今回の協業は、すでに米IBMが独SAPとの間で「Business ByDesign」と「Success Factors」の販売を手がけるという覚え書きを交わしていて、これを両社の日本法人の間でも適用すると正式に決めたことを意味する。ERP市場の注目商材だけに、協業を発表した5月19日以降、社内の営業部隊やユーザーから多くの問い合わせが寄せられているという。

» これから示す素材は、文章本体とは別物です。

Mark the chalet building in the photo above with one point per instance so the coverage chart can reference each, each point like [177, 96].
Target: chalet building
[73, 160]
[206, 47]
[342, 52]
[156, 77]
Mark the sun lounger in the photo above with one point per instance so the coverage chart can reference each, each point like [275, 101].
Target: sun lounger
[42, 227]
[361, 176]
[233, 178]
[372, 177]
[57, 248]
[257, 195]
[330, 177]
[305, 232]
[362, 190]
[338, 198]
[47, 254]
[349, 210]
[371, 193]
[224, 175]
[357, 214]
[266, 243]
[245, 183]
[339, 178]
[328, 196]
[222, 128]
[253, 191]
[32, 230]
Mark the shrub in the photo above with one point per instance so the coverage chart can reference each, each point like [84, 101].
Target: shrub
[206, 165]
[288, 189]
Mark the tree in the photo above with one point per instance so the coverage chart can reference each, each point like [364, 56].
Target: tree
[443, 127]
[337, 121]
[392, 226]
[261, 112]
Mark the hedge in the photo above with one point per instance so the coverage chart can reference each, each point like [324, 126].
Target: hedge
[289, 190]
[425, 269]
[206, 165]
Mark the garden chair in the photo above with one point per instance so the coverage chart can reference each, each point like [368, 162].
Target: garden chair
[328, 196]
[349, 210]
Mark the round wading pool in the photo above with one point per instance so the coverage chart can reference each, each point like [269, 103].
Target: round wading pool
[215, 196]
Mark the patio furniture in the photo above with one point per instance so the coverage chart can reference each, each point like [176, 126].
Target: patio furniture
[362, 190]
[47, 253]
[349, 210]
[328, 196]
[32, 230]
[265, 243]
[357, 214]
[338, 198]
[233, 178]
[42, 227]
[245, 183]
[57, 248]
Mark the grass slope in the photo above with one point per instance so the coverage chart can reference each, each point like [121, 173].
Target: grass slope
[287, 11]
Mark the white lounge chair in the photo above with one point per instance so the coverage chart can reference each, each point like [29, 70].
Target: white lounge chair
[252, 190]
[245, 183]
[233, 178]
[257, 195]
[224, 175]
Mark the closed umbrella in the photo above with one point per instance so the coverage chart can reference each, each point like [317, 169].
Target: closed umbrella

「Business ByDesign」をめぐる日本のベンダーの動きとしては、NECが今年1月、独SAPとグローバルで新たな協業契約を結び、ASEAN地域6か国向けに「Business ByDesign」を独自にローカライズしたパッケージの販売に乗り出すことを発表している。現在、ERP需要を支えているのは中堅・中小企業を含めた日本企業の海外進出の加速であり、進出先のメインストリームはASEAN諸国だ。しかし、「Business ByDesign」の従来のローカライズ地域にASEAN諸国は含まれていない。日系企業の海外拠点向けに「Business ByDesign」を提案するという意味では、NECの動きは市場のニーズに半ば独占的に応えているとみることもできる。しかし、日本IBMは、同じ市場でNECと競って「Business ByDesign」のビジネスを展開できると考えている。
マルチプラットフォームがキモ
道廣アソシエイトパートナーは、「ASEAN地域の拠点向けは英語版の提案が主軸になるので、グローバル企業としてのIBMの強みを生かすことができる。ASEANでのSAP製品の導入・運用ノウハウでも引けを取るとは思わない」と話す。また、機能実装での戦略としては、「クラウド商材である『Business ByDesign』は、オンプレミスのERPと比べて限定的なアドオンしかできない。しかし、ERPはユーザーの業務プロセスに合ったものでなければならないのも確かだ。そこで、オンプレミスベースで培ってきた標準業務プロセスのテンプレートをクラウド上に展開し、ユーザーのニーズに合わせてパッケージにしたうえで、プリセットして提供しようと考えている」と説明する。
一方で、「Business ByDesign」をはじめとするSAPのクラウド商材群は、HANAベースのPaaS「HANA Cloud Platform」を共通基盤として展開される。しかし、IBM自身も、IaaS、PaaS、SaaSのそれぞれのレイヤーで自社商材を整備しつつある。しかも、クラウドERPでは、IBMのハードをセットで販売するなどのビジネスは付随しない。
そんななかにあって、日本IBMが「Business ByDesign」を販売するメリットは何か。道廣アソシエイトパートナーは、「将来的に、クラウドサービスが特定のプラットフォームに支配されることはないとみている。最終的にはいくつかのプラットフォームが共存し、それらをつなぐ、マルチプラットフォームで使えるアドオン機能が、クラウドビジネスの有力な商材になる可能性がある」と説明する。
日本IBMにとって今回の協業は、将来、クラウドのマルチプラットフォームで使える基幹業務システムの「部品」を開発するための取り組みといえる。「さまざまなプラットフォームに対応できるようにすることで、クラウドの波の先頭に立つ」(道廣アソシエイトパートナー)戦略なのだ。